The baseline characteristics are detailed in Table 1. Compared with patients with low BEC, the high BEC cohort showed a significantly higher proportion of males (96.1% vs. 89.0%, P=0.002), lower BMI (21.6±3.3kg/m2 vs. 22.2±3.2kg/m2, P=0.010), and more chronic respiratory symptoms such as chronic cough (46.8% vs. 38.6%, P=0.035), chronic expectoration (57.1% vs. 46.4%, P=0.007), and wheezing (24.4% vs. 17.9%, P=0.040).

Table 1.

Baseline Clinical Characteristics of Patients With Chronic Obstructive Pulmonary Disease.

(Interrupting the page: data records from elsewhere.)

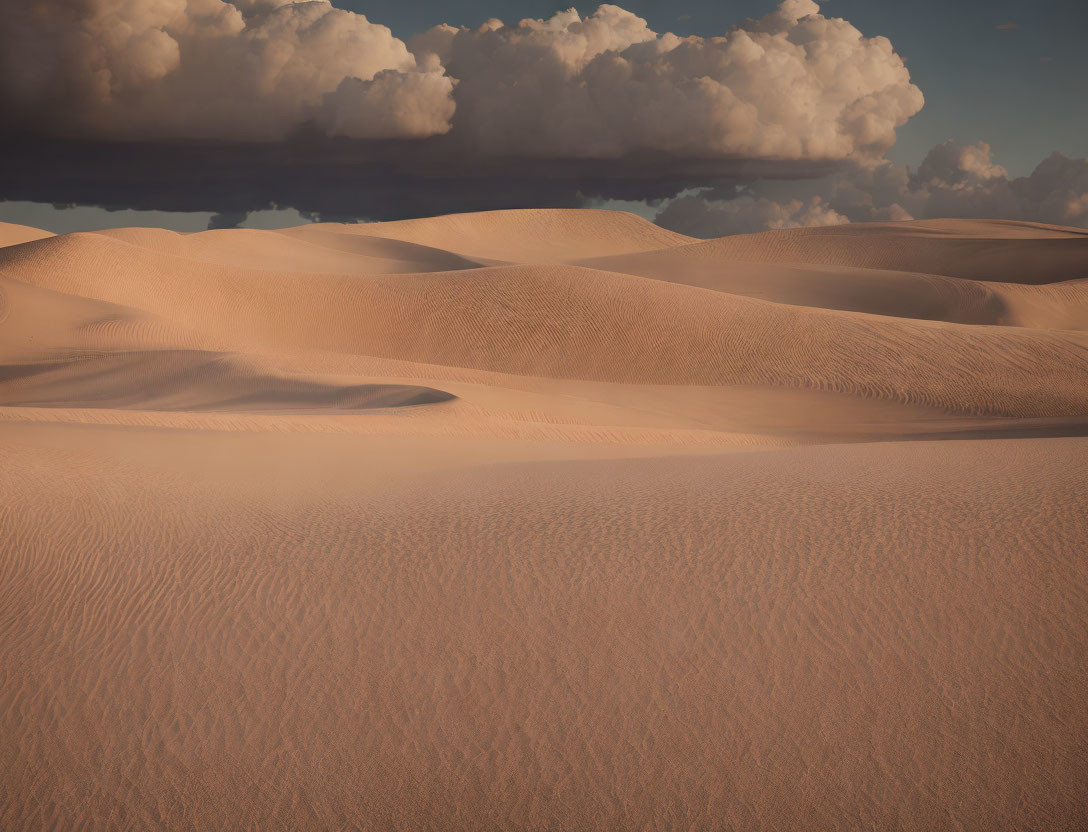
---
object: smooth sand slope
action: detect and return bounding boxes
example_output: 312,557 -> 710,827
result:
0,211 -> 1088,830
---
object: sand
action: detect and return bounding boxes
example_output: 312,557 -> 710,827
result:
0,211 -> 1088,830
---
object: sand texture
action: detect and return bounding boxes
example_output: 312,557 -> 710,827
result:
0,211 -> 1088,830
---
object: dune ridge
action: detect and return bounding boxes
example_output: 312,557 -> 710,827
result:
0,210 -> 1088,831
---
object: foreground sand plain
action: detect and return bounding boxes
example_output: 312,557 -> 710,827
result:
0,211 -> 1088,830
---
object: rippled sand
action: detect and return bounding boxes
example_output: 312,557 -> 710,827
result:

Variable  Total(n=897)  BEC <300cells/μL(n=692)  BEC ≥300cells/μL(n=205) 
Age, years  64.7±7.2  64.8±7.2  64.6±6.9 
Male, n (%)  813 (90.6)  616 (89.0)  197 (96.1)* 
Body mass index, kg/m2  22.1±3.3  22.2±3.2  21.6±3.3* 
Smoking status, n (%)
Never-smoker  128 (14.3)  108 (15.6)  20 (9.8) 
Former smoker  271 (30.2)  202 (29.2)  69 (33.7) 
Current smoker  498 (55.5)  382 (55.2)  116 (56.6) 
Smoking index, pack-years  37.4±32.7  36.3±32.4  41.0±33.4 
Passive smoker, n (%)  327 (36.5)  253 (36.7)  74 (36.1) 
Biomass exposure, n (%)  332 (37.0)  258 (37.3)  74 (36.1) 
Occupational history of dusts/gases/fumes, n (%)  223 (24.9)  166 (24.0)  57 (27.8) 
Family history of respiratory diseases, n (%)  163 (18.2)  128 (18.5)  35 (17.2) 
Comorbidity, n (%)
Hypertension  152 (16.9)  116 (16.8)  36 (17.6) 
Diabetes  31 (3.5)  23 (3.3)  8 (3.9) 
Coronary heart disease  31 (3.5)  22 (3.2)  9 (4.4) 
Chronic respiratory symptoms, n (%)
Chronic cough  363 (40.5)  267 (38.6)  96 (46.8)* 
Expectoration of phlegm  438 (48.8)  321 (46.4)  117 (57.1)* 
Dyspnea  379 (42.3)  289 (41.8)  90 (43.9) 
Wheezing  174 (19.4)  124 (17.9)  50 (24.4)* 
COPD, n (%)
GOLD I  385 (42.9)  313 (45.2)  72 (35.1)* 
GOLD II  396 (44.1)  298 (43.1)  98 (47.8) 
GOLD III  97 (10.8)  69 (10.0)  28 (13.7) 
GOLD IV  19 (2.1)  12 (1.7)  7 (3.4) 
Exacerbations during the preceding year, n (%)  134 (14.9)  100 (14.5)  34 (16.6) 
Exacerbations rates during the preceding year, episodes  0.3±0.7  0.3±0.7  0.4±1.0 
Previous medication for respiratory disease, n (%)  421 (46.9)  318 (46)  103 (50.2) 

Data are presented as mean±standard deviation or n (%).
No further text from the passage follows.